El uso de los barbarismos es una faena demasiado seria que no se ha hecho para todos. La incorporación de una palabra extranjera puede ser un gran beneficio para un idioma culto, y a nadie, ni en España, ni en América, se le ocurrirá protestar contra la plena admisión de vocablos que definen conceptos o ideas de nueva creación. Lo terrible suele ser cuando la ignorancia, asistida por una irresponsable arrogancia, mete en el idioma vocablos perfectamente innecesarios. Hay quien se harta de decir minarete y miraje, sencillamente porque en el colegio se olvidaron de advertirle que ya existían las bellas y auténticas palabras de alminar y espejismo. O esos otros que al hablar o al escribir titubean, hacen un esfuerzo de memoria para hallar el término castellano que exprese su idea, y al último, desesperados por la «pobreza del idioma», como ellos dicen, recurren a la palabra «fané». Si hubieran hecho sus estudios con mayor rigor, sabrían que para expresar esa idea existen en castellano diversas, insinuantes, bellas y sugeridoras palabras, como ajado, marchito, mustio.

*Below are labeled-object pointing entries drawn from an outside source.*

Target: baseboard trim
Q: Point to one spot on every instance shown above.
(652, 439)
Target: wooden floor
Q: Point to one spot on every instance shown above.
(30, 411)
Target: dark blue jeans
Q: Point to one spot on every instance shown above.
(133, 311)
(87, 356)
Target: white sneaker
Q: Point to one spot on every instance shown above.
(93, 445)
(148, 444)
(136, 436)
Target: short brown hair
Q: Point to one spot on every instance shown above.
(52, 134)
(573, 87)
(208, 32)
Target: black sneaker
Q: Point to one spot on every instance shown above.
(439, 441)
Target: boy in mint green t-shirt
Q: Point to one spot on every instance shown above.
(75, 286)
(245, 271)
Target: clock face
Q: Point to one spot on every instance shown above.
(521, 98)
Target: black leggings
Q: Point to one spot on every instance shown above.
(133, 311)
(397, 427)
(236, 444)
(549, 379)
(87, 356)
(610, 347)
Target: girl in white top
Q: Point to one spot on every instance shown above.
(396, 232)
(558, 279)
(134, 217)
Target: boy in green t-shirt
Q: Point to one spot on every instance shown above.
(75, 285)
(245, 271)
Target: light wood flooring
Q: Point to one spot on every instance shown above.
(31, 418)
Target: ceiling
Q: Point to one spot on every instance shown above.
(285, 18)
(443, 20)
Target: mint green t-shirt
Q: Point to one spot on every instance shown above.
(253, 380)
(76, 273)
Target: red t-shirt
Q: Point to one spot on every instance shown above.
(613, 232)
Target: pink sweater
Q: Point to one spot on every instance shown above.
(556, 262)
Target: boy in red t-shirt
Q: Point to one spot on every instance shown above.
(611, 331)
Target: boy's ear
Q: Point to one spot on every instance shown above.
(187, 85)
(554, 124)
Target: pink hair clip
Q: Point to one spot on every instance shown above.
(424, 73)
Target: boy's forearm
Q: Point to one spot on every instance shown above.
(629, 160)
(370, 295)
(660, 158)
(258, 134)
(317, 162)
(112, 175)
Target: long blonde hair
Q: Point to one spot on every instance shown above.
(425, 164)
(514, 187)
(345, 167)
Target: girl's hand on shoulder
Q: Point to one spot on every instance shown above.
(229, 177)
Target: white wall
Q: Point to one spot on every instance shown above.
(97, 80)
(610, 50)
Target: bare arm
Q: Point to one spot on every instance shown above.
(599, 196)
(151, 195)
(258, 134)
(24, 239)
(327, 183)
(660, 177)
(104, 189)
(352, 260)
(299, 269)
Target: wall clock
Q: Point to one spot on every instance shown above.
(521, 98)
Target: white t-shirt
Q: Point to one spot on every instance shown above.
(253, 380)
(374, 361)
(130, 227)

Pero cortemos un estudio que sería interminable. Cortémoslo con la convicción de que, puesto que la naturaleza nos ha unido en el mismo idioma, el deber y el propio interés (sin contar el amor) nos invitan a que todos, mancomunadamente, trabajemos por el decoro y el éxito de un lenguaje en el que se han dicho cosas de tanta sublimidad y belleza.